Mir Muhammad Abdullah Khan Ahmadzai (Balochi: میر محمد عبداللہ خان احمدزئی) was the Khan of Kalat from 1716 until his death in 1731. He succeeded his brother, Mir Ahmad Khan II, after he was deemed unworthy to lead the Khanate by a Jirga of elders and nobles.

Mir Abdullah Khan who was known as Qahar Khan, was one of the stronger Khanate of Kalat rulers, and Under his time, the state of Kalat expanded from Kacchi in Upper Sindh, as well as Dera Ghazi Khan and Kandahar to until the port of Bandar Abbas to the west, and Shorawak(Nehbandan) in the northwest.

==Early life==
Mir Abdullah Khan was born in c. 1690 to Mir Mehrab Khan, the son of the second Khan of Kalat, Mir Ahmad Khan I. In 1695, Mir Ahmad Khan I died after ruling for nearly thirty years and was succeeded by Mir Mehrab Khan. Mir Mehrab was notable for waging war against the Kalhora leader, Yar Muhammad Kalhoro. Mir Mehrab, in an ensuing battle, was mortally wounded in a friendly fire. He nominated his nephew, Mir Samandar Khan, the son of Mir Qambar, before dying in 1697. Mir Samandar continued to oppose Yar Muhammad and his sons Noor Mohammad Kalhoro and Dawood Khan Kalhoro.

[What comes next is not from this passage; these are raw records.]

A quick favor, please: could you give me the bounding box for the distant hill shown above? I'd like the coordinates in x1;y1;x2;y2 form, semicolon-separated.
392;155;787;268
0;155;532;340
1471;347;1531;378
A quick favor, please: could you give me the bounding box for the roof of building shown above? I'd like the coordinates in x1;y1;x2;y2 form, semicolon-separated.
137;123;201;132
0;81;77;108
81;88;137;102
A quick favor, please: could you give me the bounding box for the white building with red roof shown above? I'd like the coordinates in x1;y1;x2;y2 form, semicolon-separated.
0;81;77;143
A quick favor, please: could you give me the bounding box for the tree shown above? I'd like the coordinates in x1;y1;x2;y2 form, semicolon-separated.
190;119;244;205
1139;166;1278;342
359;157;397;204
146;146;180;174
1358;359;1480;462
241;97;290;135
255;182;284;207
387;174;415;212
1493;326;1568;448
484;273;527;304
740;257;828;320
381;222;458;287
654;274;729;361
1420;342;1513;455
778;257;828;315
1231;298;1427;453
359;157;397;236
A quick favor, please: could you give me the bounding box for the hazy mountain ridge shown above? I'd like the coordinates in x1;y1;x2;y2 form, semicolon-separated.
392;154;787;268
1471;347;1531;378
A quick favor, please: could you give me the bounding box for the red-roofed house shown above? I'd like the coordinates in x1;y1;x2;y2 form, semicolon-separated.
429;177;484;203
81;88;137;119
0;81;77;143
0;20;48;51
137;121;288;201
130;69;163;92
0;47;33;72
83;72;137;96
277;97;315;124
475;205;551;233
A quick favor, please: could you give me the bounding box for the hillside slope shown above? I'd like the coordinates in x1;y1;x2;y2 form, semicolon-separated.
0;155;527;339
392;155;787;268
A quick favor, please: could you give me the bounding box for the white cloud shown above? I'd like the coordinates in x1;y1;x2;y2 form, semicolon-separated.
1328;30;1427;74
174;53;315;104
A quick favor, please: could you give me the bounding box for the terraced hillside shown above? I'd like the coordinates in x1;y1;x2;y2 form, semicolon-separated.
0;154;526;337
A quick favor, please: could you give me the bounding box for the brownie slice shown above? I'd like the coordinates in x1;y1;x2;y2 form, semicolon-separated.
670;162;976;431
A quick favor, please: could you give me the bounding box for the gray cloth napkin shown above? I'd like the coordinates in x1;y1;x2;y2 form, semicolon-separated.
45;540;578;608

Mir Samandar died in 1714, and Mir Ahmad Khan II, the eldest son of Mir Mehrab, was picked as the next Khan of Kalat, but in just two years he proved to be a highly incompetent and a meritless ruler and was replaced by his younger brother Mir Abdullah Khan in 1716.

==Reign==
Mir Abdullah, just after ascending the throne, blamed his counterpart in Sindh, Noor Mohammad Kalhoro and his father, Yar Muhammad Kalhoro, for the death of his father Mir Mehrab Khan and also for plundering vast lands of the Brahui people especially Kachhi. Instead of normalizing relations between the two states, Mir Abdullah egoistically saw this as a family feud and vowed to punish the Kalhoras.

Mir Abdullah first campaigned against the Makranis in Makran. He then plundered the city of Dera Ghazi Khan on the invitation of a kinsman of its ruler. Mir Feroz Raisani and Mir Sultan Shahwani, two prominent generals of the Khanate were sent to Pishin and Shorabak respectively, which were under the suzerainty of the Hotak dynasty. Both the generals were successful in subduing the city and were given its governance. Emboldened by these victories, Mir Abdullah assembled a new force, led by Mullah Issa Raisani, to expand the Khanate's territory north of Pishin. This move was strategically instigated by Nader Shah Afshar, who aimed to distract the Hotaks in Kandahar and prevent them from forming an alliance with the Abdalis of Herat. Nader had named Abdullah Khan Governor of Balochistan and required him to move against the ʿAbdālīs in Qandahar from the south.

He managed to conquer Kacchi in the south, Harand and Dajil in the northeast, Panjgur, Kech, and even Bandar Abbas to the west, and Shorawak in the northwest. The last brought him into more direct conflict with Shah Hussain Kalji, who joined forces with the Kalhoras in Sind in an attempt to defeat him.

Shah Hussain Hotak defeated Mir Abdullah in the Battle of Chaman And again defeated him in a counterattack in Spin Boldak.
Shah Hussain, to weaken the Kalat forces, forged an alliance with the Kalhoras of Sindh. Noor Mohammad launched an attack into the Khanate from Kachhi in 1725, which compelled the Khanate to open a front on both sides. The allied army launched a joint attack on Kotra and Pishin and were successful in capturing them both. The forces then moved towards Quetta, but after a long siege of several months, they were forced to retreat. The Kalhora army withdrew first in December 1725, followed by the Hotak army in January 1726.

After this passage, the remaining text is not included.